For what it's worth...
 
In particular, the court determined that the voters had effectively voted to create an exception to the state's equal protection clause on the specific subject of homosexual marriage.

Yeah, the issue has been raised about whether this is really a political issue or a legal one. Mixed in have been a bunch of opinions about what is "right." To quote the California Supreme Court in an excerpt from the opinion in the Strauss case:

"[O]ur task in the present proceeding is not to determine whether the provision at issue is wise or sound as a matter of policy or whether we, as individuals, believe it should be a part of the California Constitution. Regardless of our views as individuals on this question of policy, we recognize as judges and as a court our responsibility to confine our consideration to a determination of the constitutional validity and legal effect of the measure in question.

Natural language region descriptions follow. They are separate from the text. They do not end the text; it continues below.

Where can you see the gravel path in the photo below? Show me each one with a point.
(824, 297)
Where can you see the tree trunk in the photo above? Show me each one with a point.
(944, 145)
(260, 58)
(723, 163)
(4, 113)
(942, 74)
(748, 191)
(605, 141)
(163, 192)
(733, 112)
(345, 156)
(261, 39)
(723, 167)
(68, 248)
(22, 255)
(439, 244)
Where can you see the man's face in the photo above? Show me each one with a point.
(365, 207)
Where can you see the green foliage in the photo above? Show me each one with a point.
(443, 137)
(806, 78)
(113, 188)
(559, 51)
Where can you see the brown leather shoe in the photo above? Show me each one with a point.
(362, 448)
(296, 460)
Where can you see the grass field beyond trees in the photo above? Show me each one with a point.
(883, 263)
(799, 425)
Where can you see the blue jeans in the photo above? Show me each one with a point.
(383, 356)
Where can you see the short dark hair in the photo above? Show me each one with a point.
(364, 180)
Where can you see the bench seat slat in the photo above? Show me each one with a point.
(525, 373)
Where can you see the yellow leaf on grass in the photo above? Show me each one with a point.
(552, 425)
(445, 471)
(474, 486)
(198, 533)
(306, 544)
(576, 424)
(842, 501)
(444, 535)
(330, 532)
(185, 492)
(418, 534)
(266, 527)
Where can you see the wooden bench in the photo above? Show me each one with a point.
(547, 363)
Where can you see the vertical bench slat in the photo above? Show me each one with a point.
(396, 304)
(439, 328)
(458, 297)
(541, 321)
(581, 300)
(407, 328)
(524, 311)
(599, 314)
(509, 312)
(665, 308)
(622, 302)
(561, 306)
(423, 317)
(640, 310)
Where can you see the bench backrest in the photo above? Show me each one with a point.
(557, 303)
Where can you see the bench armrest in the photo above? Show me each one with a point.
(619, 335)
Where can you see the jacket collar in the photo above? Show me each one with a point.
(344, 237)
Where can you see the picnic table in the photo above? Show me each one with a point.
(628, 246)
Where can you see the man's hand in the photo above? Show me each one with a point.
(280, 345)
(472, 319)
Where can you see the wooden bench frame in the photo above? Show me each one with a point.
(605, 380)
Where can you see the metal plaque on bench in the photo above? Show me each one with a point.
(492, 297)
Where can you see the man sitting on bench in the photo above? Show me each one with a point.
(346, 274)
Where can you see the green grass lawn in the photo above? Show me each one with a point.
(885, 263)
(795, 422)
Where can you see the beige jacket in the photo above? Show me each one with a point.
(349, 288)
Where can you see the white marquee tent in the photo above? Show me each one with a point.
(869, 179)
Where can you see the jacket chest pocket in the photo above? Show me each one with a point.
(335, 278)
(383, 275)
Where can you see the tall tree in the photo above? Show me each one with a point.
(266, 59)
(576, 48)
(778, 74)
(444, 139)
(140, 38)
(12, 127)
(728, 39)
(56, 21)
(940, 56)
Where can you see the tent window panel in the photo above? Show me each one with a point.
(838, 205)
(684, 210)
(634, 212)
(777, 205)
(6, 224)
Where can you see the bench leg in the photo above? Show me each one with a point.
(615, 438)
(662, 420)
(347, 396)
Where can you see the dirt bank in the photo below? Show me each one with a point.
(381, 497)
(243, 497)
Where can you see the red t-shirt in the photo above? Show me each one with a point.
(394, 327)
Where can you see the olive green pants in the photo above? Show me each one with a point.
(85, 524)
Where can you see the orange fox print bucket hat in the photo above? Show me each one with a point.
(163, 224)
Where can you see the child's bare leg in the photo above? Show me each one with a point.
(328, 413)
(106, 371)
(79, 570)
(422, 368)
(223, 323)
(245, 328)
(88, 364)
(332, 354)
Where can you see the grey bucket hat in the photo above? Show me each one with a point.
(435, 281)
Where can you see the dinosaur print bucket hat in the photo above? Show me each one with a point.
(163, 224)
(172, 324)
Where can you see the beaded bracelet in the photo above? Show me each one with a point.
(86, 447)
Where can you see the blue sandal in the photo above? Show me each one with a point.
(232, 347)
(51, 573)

It bears emphasis in this regard that our role is limited to interpreting and applying the principles and rules embodied in the California Constitution, setting aside our own personal beliefs and values."

Two questions:

1. Have you actually read the opinion?

2. Have you thought about what I'm telling you at all in light of how the opinion is actually textually structured (i.e. page 54-108 are titled "Findings of Fact" while pages 109-134 are titled "Conclusions of Law")?

No, I haven't, and I have no current intention of readin 136 pages about this.